The occasional patron with a young baby will come and see a show. Not too sure that a baby will understand the subtext, but they tend to comment loud and long, regardless.

Then there is the noisy eater, who only eats during the quiet intimate moments of a play. And it must be crunchy food and it must be in crinkly packaging, produced after rummaging through their backpack for five minutes.

And just as foyer doors are about to close, the 30-somethings will race to the bar for another drink.

The show is on a countdown, pre-show music finishes in seconds and it cues the cast. Crew panics.

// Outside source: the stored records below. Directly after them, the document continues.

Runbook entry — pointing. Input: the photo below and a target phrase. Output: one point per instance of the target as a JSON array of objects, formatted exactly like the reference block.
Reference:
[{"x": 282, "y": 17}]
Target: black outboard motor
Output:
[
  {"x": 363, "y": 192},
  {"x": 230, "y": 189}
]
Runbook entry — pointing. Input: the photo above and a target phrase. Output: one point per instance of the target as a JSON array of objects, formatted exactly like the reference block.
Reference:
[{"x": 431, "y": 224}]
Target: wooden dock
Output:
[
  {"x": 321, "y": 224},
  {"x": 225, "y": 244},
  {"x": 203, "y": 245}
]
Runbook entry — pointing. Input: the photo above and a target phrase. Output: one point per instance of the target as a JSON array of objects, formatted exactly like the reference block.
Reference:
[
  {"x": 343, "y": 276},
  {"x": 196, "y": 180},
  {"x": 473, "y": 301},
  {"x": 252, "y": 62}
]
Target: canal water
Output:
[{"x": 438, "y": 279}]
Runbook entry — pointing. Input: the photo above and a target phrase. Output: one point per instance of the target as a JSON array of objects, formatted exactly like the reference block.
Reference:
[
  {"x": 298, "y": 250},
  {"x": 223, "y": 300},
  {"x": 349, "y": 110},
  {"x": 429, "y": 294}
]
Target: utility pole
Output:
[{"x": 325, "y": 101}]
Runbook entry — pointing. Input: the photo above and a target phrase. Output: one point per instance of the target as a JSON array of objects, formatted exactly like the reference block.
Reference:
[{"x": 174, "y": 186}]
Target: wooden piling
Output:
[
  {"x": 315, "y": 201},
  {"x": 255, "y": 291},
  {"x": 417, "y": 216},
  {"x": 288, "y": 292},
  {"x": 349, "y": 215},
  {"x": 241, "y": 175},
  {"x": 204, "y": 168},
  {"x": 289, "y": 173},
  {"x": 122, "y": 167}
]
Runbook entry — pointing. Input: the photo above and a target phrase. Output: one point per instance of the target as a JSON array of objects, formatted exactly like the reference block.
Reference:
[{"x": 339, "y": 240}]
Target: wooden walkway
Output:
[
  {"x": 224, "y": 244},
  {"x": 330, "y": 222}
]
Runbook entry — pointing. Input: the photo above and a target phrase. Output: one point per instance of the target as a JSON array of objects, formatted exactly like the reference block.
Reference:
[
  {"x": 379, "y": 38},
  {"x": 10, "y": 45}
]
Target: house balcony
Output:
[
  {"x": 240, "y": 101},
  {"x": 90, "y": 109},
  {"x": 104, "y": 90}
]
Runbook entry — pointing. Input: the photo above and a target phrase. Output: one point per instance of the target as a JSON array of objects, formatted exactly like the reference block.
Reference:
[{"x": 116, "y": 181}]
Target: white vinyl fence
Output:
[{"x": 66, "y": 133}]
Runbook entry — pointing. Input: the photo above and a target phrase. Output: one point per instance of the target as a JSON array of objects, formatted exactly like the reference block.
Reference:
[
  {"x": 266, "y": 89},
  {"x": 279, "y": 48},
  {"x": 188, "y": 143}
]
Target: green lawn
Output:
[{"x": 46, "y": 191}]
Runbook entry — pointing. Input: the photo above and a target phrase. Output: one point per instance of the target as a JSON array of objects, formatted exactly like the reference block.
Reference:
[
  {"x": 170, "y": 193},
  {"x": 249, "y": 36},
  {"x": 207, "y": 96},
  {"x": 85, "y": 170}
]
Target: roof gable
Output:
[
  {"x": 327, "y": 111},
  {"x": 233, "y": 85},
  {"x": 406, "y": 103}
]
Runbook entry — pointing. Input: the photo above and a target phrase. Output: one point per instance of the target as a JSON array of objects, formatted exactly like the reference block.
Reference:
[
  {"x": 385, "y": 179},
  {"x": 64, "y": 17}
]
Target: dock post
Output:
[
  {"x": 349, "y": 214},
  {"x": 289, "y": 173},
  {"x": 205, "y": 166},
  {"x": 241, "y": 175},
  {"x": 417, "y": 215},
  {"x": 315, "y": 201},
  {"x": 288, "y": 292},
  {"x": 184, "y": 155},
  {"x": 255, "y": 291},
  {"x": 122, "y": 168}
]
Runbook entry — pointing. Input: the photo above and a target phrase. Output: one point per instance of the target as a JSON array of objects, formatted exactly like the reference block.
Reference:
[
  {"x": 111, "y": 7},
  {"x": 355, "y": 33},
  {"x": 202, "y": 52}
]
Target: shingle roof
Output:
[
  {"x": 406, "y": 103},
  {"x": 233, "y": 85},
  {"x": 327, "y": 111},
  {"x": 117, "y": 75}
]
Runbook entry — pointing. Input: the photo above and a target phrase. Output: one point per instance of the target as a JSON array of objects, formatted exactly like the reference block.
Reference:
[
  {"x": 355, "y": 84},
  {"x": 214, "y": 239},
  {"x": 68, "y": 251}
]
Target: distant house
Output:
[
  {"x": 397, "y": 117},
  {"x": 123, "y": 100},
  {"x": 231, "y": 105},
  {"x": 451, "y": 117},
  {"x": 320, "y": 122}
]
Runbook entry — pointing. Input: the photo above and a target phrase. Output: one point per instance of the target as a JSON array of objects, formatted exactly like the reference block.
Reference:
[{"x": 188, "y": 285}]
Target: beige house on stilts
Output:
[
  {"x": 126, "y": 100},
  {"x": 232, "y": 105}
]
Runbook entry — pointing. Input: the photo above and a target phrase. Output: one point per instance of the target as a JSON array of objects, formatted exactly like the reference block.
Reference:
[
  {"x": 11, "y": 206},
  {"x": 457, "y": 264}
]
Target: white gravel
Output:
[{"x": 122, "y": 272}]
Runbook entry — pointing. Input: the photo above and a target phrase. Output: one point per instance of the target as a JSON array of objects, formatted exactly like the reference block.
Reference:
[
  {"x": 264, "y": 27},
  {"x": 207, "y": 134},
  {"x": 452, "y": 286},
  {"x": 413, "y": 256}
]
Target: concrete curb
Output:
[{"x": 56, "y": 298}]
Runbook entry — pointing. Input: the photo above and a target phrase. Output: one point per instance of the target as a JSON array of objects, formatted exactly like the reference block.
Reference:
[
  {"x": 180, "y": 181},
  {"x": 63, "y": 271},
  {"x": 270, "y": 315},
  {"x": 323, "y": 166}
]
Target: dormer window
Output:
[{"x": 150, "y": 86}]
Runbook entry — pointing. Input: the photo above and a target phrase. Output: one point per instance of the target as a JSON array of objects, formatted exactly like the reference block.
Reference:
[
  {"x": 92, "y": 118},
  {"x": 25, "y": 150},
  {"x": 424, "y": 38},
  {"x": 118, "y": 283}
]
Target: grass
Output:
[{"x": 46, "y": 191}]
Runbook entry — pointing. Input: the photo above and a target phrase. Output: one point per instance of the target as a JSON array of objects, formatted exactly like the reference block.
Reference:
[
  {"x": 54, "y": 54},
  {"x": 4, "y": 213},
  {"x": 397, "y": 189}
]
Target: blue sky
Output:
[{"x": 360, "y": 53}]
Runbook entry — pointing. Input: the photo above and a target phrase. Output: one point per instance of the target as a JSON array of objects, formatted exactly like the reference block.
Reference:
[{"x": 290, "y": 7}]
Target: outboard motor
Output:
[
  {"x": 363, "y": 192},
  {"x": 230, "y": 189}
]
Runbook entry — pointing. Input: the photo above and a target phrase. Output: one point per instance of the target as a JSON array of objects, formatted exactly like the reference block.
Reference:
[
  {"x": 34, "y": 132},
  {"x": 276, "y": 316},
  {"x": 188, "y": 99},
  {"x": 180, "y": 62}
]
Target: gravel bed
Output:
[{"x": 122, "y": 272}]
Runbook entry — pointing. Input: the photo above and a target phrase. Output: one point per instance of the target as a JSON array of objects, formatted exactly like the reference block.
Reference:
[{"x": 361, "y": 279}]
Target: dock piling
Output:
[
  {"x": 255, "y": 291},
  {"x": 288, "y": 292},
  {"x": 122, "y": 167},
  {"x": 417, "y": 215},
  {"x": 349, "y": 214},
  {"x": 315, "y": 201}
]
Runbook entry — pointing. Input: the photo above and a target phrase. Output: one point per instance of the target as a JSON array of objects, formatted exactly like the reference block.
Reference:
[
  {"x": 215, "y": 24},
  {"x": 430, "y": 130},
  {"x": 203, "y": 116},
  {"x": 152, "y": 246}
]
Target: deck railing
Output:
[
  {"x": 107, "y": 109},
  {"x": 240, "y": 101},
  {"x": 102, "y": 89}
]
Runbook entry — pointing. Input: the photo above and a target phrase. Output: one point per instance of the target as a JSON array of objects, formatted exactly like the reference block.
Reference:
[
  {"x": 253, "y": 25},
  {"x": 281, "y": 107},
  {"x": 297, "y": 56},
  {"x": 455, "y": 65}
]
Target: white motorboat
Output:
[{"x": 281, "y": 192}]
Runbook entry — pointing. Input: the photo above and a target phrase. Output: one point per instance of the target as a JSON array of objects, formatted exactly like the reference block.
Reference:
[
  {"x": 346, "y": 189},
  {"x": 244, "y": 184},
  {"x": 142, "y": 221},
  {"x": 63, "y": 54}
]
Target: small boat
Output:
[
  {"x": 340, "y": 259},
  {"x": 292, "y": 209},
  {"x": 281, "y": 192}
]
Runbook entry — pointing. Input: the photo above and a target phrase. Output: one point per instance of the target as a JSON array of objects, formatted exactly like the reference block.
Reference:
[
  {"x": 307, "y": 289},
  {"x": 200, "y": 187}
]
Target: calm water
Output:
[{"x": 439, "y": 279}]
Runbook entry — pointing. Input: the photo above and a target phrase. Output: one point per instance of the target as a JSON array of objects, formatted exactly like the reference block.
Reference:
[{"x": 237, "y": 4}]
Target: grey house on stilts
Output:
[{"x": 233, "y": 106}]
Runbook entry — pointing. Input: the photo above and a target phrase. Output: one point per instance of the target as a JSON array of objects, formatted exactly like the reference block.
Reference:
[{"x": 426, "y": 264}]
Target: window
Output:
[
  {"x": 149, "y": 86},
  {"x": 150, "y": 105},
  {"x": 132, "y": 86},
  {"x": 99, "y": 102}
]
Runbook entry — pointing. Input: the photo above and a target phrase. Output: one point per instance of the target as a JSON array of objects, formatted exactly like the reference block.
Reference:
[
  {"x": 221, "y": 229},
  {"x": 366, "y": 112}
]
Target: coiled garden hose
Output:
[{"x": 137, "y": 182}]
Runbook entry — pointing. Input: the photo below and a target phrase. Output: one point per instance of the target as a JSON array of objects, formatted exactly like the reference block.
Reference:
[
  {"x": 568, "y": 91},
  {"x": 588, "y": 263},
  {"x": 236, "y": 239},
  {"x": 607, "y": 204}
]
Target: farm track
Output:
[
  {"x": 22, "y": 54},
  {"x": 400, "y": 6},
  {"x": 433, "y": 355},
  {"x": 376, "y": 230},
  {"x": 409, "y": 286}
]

The occasional audience member for dance school shows has come up to me and asked for the show to be brighter for their camera. My response? “I lit the show for a live audience, not your camera.”

School presentation nights can offer their own challenges in regard to audiences.

The presenters will trot out the usual line “Please hold your applause until the end” followed in about 30 seconds by “Good onya Tegan or Darryl.” And repeat every award and certificate for the night.


At the end of the show the audience wander onto the stage to touch and fondle props. Some get a shock when they discover the food that the cast are eating is real.

Or they hang around hoping to meet the cast, and we must gently tell them to leave so the crew can get on with their job.

Some folks will even talk back to the cast. I find this strange; they must be used to yelling at the television


Some folks will even talk back to the cast. I find this strange; they must be used to yelling at the television.

Then we have the reviewers, a necessary breed of audience that we encourage to attend productions to write a review, which the production company hopes will help sell tickets.

We know they are there to do a job, but some use their mobile phone to make notes, thus lighting up their faces for the cast to see.

I watched one reviewer mess around in Facebook Messenger. Or you get the reviewer that normally does real estate and has never been to theatre.

Thus, we have the skinny on the audience, without whom we would have no shows but who at times annoy themselves, cast, and crew.